Trupia v. Lake George Central School District, 14 NY3d 392 (2010)
Last spring, the Court of Appeals clarified the limited availability under New York law of the doctrine of assumption of risk as a complete defense to claims of negligence in suits involving personal injuries. The underlying facts of the case were straightforward: a child was injured during a summer program administered by the defendant school district when he slid down and fell off of a banister, and was seriously injured. The case came to the court on appeal from the Appellate Division, Third Department, which had ruled that the defendant school district should not be allowed to amend its complaint to add a defense of assumption of risk.
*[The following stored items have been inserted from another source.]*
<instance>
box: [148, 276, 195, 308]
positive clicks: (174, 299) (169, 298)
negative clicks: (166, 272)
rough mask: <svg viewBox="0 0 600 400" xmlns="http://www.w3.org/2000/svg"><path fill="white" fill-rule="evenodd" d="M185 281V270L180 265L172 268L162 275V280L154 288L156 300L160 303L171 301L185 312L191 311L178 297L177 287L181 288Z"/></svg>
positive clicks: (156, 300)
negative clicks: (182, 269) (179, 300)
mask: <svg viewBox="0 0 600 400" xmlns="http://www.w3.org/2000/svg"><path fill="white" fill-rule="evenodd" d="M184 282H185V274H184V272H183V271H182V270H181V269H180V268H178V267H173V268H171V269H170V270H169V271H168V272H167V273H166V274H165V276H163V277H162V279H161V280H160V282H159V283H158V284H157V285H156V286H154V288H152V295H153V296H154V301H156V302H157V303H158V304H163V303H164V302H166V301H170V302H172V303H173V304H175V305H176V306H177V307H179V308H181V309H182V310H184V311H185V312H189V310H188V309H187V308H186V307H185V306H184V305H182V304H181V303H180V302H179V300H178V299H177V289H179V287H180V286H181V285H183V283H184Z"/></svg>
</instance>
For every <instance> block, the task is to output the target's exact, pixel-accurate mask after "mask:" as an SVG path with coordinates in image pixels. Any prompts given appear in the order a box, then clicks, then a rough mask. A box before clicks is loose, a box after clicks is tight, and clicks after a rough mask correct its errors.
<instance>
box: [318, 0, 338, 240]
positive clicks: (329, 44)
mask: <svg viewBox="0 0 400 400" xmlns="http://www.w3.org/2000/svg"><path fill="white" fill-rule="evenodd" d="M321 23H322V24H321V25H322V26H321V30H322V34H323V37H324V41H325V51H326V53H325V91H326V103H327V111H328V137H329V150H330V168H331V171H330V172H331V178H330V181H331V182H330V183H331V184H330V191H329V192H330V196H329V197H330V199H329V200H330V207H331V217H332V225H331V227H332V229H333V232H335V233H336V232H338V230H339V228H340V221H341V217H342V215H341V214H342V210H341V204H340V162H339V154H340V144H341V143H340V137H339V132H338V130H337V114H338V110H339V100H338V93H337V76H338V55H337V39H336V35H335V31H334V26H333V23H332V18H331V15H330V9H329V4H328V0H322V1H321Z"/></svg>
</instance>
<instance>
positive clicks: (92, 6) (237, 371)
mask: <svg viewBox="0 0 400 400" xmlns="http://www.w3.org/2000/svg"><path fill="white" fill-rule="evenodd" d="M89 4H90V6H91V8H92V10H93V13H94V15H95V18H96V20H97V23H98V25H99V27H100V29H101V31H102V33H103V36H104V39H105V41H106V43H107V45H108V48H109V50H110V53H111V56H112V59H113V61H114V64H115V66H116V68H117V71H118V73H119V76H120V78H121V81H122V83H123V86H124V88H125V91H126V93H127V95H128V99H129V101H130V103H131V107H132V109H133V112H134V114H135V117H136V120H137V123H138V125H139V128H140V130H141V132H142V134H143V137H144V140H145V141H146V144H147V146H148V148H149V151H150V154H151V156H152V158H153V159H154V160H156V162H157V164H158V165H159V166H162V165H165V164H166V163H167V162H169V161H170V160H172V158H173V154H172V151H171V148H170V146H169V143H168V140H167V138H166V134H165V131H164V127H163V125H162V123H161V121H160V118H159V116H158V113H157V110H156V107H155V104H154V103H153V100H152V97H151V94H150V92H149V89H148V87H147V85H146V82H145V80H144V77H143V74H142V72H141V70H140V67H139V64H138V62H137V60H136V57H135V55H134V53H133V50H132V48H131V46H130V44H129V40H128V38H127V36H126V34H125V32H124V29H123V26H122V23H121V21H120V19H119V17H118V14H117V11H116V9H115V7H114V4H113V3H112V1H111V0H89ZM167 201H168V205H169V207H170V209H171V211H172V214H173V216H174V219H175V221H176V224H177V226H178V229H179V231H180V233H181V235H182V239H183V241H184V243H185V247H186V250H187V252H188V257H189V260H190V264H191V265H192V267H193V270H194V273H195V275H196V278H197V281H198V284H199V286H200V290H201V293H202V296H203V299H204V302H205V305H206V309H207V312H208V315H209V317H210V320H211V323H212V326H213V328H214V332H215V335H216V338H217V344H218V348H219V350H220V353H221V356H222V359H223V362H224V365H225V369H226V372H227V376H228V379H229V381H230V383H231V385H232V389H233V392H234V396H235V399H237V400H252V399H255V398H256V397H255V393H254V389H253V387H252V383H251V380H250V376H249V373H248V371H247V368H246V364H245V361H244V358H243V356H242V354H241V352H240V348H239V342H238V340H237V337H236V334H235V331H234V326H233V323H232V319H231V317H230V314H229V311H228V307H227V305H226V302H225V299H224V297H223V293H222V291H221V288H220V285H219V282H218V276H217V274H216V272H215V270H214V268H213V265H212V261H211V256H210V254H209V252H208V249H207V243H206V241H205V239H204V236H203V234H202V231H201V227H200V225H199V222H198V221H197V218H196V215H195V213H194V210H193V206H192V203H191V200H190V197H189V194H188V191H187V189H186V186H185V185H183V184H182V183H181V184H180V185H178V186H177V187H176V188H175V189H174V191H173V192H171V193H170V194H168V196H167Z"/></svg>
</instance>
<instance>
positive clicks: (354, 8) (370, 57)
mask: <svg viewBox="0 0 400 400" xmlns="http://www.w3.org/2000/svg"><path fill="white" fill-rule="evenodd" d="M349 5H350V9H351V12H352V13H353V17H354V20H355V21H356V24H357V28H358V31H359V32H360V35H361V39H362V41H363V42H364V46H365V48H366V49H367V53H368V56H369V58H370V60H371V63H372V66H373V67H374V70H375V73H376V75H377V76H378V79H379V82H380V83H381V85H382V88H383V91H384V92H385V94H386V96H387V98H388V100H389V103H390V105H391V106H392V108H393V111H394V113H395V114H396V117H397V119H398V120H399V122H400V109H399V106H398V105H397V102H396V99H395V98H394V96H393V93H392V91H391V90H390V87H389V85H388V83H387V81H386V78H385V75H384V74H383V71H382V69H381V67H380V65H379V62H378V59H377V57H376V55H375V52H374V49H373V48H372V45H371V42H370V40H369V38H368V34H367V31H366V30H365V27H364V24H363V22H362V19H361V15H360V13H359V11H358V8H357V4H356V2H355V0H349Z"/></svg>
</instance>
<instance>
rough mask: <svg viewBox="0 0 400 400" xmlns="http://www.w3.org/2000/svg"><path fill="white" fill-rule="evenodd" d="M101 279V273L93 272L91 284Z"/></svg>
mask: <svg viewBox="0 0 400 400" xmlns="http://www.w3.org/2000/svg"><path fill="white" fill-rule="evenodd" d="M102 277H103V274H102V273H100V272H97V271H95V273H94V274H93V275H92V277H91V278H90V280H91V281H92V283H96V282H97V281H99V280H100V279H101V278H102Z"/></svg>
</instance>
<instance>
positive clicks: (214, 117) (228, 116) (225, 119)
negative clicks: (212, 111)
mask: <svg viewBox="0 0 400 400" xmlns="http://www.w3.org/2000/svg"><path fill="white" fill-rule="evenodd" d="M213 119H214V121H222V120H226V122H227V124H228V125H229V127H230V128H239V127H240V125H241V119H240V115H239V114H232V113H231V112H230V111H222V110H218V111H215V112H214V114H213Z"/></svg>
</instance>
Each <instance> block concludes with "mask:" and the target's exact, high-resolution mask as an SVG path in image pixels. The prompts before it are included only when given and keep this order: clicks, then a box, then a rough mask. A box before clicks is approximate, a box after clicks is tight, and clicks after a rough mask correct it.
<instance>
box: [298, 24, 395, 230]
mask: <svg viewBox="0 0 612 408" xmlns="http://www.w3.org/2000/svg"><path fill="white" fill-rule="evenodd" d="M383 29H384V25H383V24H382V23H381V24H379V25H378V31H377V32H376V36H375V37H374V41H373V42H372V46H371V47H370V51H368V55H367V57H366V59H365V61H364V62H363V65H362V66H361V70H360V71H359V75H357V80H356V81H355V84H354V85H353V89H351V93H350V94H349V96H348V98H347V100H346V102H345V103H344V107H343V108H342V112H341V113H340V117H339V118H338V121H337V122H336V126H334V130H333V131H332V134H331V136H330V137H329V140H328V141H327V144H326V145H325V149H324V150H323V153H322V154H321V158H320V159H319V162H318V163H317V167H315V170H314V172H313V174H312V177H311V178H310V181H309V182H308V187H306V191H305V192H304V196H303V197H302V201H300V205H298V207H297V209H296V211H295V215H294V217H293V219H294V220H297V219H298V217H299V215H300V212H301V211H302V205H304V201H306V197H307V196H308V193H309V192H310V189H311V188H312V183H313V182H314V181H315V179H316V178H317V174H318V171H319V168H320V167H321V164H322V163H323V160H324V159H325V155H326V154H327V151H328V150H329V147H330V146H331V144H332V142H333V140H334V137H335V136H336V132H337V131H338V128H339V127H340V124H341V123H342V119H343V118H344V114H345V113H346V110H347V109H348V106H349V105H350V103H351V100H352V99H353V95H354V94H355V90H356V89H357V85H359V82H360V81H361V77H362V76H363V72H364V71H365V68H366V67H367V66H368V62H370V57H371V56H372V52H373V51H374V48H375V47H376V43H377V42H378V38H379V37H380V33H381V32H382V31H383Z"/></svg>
Historically, the defenses of contributory negligence and assumption of risk could completely bar a plaintiff’s recovery for personal injuries. In 1975, however, New York adopted CPLR 1411, which abolished these defenses as complete bars to recovery and put in place a system of comparative fault, where “[i]n any action to recover damages for personal injury, injury to property, or wrongful death . . . the amount of damages otherwise recoverable shall be diminished in the proportion which the culpable conduct attributable to the claimant or decedent bears to the culpable conduct which caused the damages.”
Despite the statutory change, however, the doctrine of assumption of risk continued to play a role in New York Law. In particular, numerous cases over the years have held that the participants in many “athletic and recreative activities,” i.e., sports, are deemed to assume the risks of engaging in those activities such that they cannot recover for foreseeable injuries sustained from such participation. At issue in Trupia was whether the continued viability of the assumption of risk defense should be limited to “athletic and recreative activities”, or whether, as some lower courts had held, it could be asserted in a broader context on the theory that “by freely assuming a known risk, a plaintiff commensurately negates any duty on the part of the defendant to safeguard him or her from the risk.” Trupia (citations omitted).
The Court of Appeals rejected any broader application of assumption of risk beyond those cases involving “athletic and recreative activities.” The Court found that society has deemed vigorous participation in athletic and recreative activities of sufficient value and importance that liability for injuries sustained by participants in these activities must have limits in order to encourage such participation. Conversely, there is no societal consensus that “horseplay,” such as was involved in Trupia, needs special protection or encouragement. Furthermore, the Court found, allowing a general application of the doctrine of assumption of risk to the injuries sustained by children would completely negate the duty of supervision which entities such as the defendant school district owe to children. As the Court noted, if a child’s own conduct contributed in some measure to his injuries, “that would be appropriately taken into account of within a comparative fault allocation; it is not a predicate upon which an assumption of risk should be permitted to be applied.”
Trupia refrained from defining “athletic and recreative activities.” Consequently, there will likely be debate in the courts for some time as to whether particular activities fall under this rubric so as to allow or bar an assertion of the assumption of risk defense.